The Press, fueled by the Japanese news media, has been focusing on the faulty temperature monitor inside the PCV (Primary Containment Vessel) of Fukushima Daiichi unit #2. Early Sunday morning, the indication rose to ~82oC, which is above the national guideline of 80oC for maintaining a state of cold shutdown. At 2:20pm, TEPCO informed NISA that the temperature guideline for unit #2 was “no longer satisfied” as stipulated in the “Reactor Facility safety Regulation” as a “condition for Operation”. A ton of liquid boric acid was injected into the RPV, followed by a 3-ton-per-hour increase in cooling water flow. Total injection rose to 17.5 tons per hour. Within a few minutes, the indicated temperature began to decrease. By 3pm, the monitor indicated 79OC, once again below the guideline. But this morning (Monday), the monitor rose to 94oC. Looking at this trend in isolation is being widely purported as “more disturbing news from Japan”.
However, two other detectors in close proximity to the problematic one have been steadily decreasing in temperature the entire weekend. Both of them now read about 33oC, down from about 42oC before this all started. As TEPCO has been increasing cooling water flow, the two temperature decreases have followed completely in-step. While this fact has not been completely ignored by the Press, it has been reported at the very end of each article we have seen, making it a relative “ho-hum” adjunct to the “real story”. In any other industrial facility, if one instrument provides an unexpected change and the others show either nothing or the opposite trend, the problem monitor’s reading is rejected due to obvious malfunction. That is, any industrial realm other than nuclear. Everything in nuclear energy gets exaggerated by the Press to the negative extreme…everything! This is perhaps the most obvious example in Japan since March 11, 2011. By all rational thought, TEPCO’s judgment of a faulty device is correct. At least one sensible voice can be found…”It is unlikely the one showing 91.2 degrees is correct and the other two are incorrect because the other two show almost the same temperature,” Toshihiro Yamamoto, a specialist in reactor safety management at Kyoto University Research Reactor Institute, told The Japan Times Monday. But, the international Press neglects to mention Yamamoto’s statement.

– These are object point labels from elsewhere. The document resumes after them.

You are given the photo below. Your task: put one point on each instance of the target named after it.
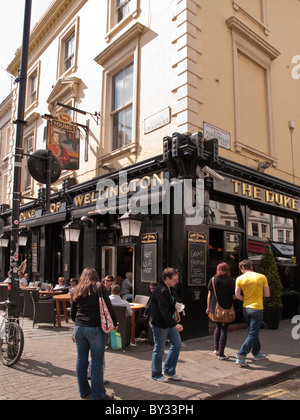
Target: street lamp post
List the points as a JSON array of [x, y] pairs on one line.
[[16, 197]]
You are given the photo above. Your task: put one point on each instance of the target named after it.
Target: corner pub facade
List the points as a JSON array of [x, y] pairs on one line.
[[165, 239], [220, 63]]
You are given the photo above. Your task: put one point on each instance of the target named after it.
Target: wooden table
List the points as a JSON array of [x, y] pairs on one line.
[[64, 299], [50, 292], [135, 307]]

What makes matters worse, and borders precipitously on the absurd, is the speculation that the materials inside the reactor have moved, creating a localized hot spot. We’re talking about temperatures below 100oC, for crying out loud! That’s not hot enough for any “movement”. However, in the news media’s unquenchable thirst for “balance”, nay-saying voices have been found. “Because we haven’t been able to grasp how the nuclear fuel in the cores has been distributed, it’s impossible to rule out localized high temperature spots,” says Kazuhiko Kudo, a special professor of nuclear engineering at Kyushu University. (Mainichi Shimbun) So, why hasn’t this hot spot been detected over the past 10 months? Probably because there is no hot spot! All this sort of reporting does is feed the anxiety of a public already paralyzed by the double-whammy of radiophobia and The Hiroshima Syndrome.
Which brings us to a final informational issue…The international Press calls everything inside of or attached to the reactor building “the reactor”. This is as incorrect and misleading as saying your entire house is your kitchen. The reactor is the steel vessel that contains the uranium core, and everything inside the vessel. All structures and material outside the steel container are not the reactor. Just like my kitchen is not my house, the reactor is not the entire power plant!